Fri | Dec 13, 2019

Stocks slip after China says exports fell in December

Published:Tuesday | January 15, 2019 | 12:00 AM

NEW YORK (AP):

Stock markets around the world are down Monday after China reported a drop in exports in December. Fears about the health of China's economy and the global economy overall were a major contributor to the stock market's plunge in late 2018. Technology companies and retailers are taking some of the biggest losses.

The S&P 500 index fell 13 points, or 0.5 per cent, to 2,583 as of 10:10 a.m. Eastern time. The Dow Jones Industrial Average lost 87 points, or 0.4 per cent, to 23,908. The Nasdaq composite retreated 59 points, or 0.9 per cent, to 6,912. The Russell 2000 index of smaller-company stocks shed 6 points, or 0.4 per cent, to 1,441.

The S&P 500 dropped almost 20 per cent from late September until the day before Christmas, partly because investors were worried that the global economy was slowing down dramatically and could go into a recession soon. Since December 26, stocks have regained about half of what they lost in the downturn, but investors remain sensitive to signs of economic trouble.

China's exports slipped in December, and exports to the U.S. fell 3.5 per cent as rising tariffs and broader weakness affected the world's second-largest economy. For the year, exports from China to the U.S. rose 11.3 per cent and imports from the U.S. rose just 0.7 per cent. Negotiators from the U.S. and China met earlier this month for three days of trade talks, but it's not clear how much progress was made or when the two sides will meet again.

Apple lost 1.5 per cent to $149.94 while Microsoft gave up 1 per cent to $101.79 and chipmaker Texas Instruments dipped 2 per cent to $96.62. Among companies focused more on U.S. consumers, Amazon fell 1.7 per cent to $1,612 and Wynn Resorts, which runs casinos in Macau, slumped 4 per cent to $109.05.

BREXITEFFECT

British stocks headed lower as lawmakers prepared to vote on Prime Minister Theresa May's deal governing Britain's planned departure from the European Union. All indications are that she will lose Tuesday's vote heavily, and the effects of that loss aren't certain. That could lead to volatility for U.K. markets, particularly the pound.
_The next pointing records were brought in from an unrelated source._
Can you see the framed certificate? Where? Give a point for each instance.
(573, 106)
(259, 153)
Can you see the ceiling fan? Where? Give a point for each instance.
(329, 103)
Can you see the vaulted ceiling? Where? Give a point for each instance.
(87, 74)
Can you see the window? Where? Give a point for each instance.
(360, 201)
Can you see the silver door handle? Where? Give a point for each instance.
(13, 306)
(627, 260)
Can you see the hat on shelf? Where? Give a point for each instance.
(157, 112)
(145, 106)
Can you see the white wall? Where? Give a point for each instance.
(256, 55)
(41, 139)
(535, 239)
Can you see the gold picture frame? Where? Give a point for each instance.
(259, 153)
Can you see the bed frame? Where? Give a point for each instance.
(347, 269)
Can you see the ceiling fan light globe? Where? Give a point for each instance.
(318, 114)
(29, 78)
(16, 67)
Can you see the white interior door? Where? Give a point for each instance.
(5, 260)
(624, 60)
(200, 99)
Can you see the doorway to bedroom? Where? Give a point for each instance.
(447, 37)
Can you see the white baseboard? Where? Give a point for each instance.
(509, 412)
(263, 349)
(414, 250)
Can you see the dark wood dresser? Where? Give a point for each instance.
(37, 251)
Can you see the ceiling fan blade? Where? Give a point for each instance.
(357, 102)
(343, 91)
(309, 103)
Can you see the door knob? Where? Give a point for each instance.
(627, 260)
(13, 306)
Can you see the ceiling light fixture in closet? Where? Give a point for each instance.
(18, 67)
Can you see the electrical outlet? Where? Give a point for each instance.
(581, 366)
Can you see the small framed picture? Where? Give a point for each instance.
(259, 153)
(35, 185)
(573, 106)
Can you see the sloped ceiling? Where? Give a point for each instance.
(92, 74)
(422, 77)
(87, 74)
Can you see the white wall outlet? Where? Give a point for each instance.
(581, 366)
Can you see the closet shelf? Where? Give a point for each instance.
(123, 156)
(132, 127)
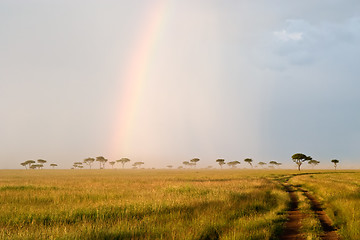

Some British legislators say the country should reconsider its decision to leave the bloc, possibly by another referendum. Others think that the country would be better off to crash out of the bloc on March 29 without a deal.

The FTSE 100 index fell 0.8 per cent but the pound was little changed, rising to $1.2849 from $1.2845.

The largest utility in California said it will file for bankruptcy protection and its stock plunged almost 50 per cent. PG&E, the parent of Pacific Gas & Electric, faces potentially colossal liabilities over deadly wildfires in 2017 and 2019. The company had announced the resignation of CEO Geisha Williams on Sunday.

PG&E intends to file for Chapter 11 bankruptcy protection. It is seeking funding so it can continue providing service to customers as it restructures its business. The stock dropped 37.5 per cent to $9.24 in heavy trading, leaving the company's market value at about $4.8 billion. Media reports say its liabilities could reach $30 billion.

PG&E was valued at about $25 billion in November, when reports indicated that PG&E had a power outage around the time and place the deadly Camp Fire began. That blaze killed at least 86 people.

Newmont Mining will buy Canada's Goldcorp for $10 billion, creating the world's biggest gold miner. Miners are consolidating as gold becomes more expensive to procure. Barrick Gold said it would buy Randgold for more than $6 billion four months ago. Newmont fell 6 per cent to $32.79 and Goldcorp stock jumped 11.4 per cent in Toronto.